La mesure axiologique du développement que dévoilent ces modes d’être de la jeunesse se présente comme suit :

1. La jeunesse de types homo bellicus et homo negans radicalisé correspond à un développement an-éthique ;

2. Le développement éthiquement irrecevable est la terre natale de l’homo dolorosus ;

3. Le développement éthiquement étriqué est le terreau de l’homo oeconomicus et de l’homo technologicus ;

4. Le développement éthiquement faible est le lieu de prédilection de l’homo ludens ;

5. Le développement éthiquement modique est le reflet du mode d’être de l’homo loquax ;

6. Le développement éthiquement substantiel (développement durable) est révélateur du mode d’être de l’homo negans mesuré et de l’homo ethicus en puissance et partiellement en acte ;

7. Le développement éthiquement admirable est celui par et dans lequel l’homme réalise toutes ses virtualités socialement et ontologiquement valorisées. Il révèle la figure de l’homo ethicus accompli, l’homme porteur des valeurs qui fondent et fécondent l’humanité (dignité, respect de l’environnement, solidarité et justice).

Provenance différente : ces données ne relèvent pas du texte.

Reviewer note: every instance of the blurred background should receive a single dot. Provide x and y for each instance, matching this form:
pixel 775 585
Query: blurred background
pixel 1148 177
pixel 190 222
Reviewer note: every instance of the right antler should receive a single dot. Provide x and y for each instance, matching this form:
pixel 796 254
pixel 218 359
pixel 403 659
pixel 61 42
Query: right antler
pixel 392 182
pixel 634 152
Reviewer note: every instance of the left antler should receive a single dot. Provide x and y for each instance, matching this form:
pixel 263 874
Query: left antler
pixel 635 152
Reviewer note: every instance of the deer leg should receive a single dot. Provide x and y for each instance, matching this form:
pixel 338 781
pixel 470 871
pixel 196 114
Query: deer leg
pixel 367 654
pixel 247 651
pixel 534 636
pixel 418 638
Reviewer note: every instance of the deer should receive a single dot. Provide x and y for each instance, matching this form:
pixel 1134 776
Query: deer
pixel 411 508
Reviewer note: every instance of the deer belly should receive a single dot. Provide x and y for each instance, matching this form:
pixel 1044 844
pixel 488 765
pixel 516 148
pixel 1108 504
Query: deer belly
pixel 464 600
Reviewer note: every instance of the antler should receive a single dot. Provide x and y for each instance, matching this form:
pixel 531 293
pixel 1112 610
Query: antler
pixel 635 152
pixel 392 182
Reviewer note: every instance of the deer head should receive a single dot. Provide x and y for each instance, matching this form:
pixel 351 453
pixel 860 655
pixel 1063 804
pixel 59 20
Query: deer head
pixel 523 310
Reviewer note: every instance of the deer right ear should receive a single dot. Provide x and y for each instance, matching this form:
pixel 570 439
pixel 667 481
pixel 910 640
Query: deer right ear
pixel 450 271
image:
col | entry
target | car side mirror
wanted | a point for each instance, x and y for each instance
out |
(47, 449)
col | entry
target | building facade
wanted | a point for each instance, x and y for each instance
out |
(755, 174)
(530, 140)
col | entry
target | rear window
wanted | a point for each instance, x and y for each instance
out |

La jeunesse, quand elle existe sous le mode de l’homo ethicus, est la plus grande richesse dont nous pouvons nous targuer dans un Etat rationnel. Dans un tel Etat, il est évident que par-delà le simple souci, c’est une place de choix qu’il faut accorder à la jeunesse dans presque tous les domaines, notamment, dans le développement des pôles de compétence, la conception et le déploiement du service civique, la promotion de l’autonomie et du genre, dans la gouvernance locale et mondiale.

Ce monde, qui se manifeste comme technocosme naissant, est l’espace d’élection et de prédilection pour une jeunesse pensante, une jeunesse industrieuse au sens saint-simonien. Il est le lieu d’éclosion par excellence de sa créativité multiforme. Il suffit qu’elle arrive à s’en convaincre pour voir les adultes et décideurs faire valoir et même prévaloir sa condition (à ne pas confondre avec ses conditions) dans l’élaboration et la mise en œuvre des politiques de développement.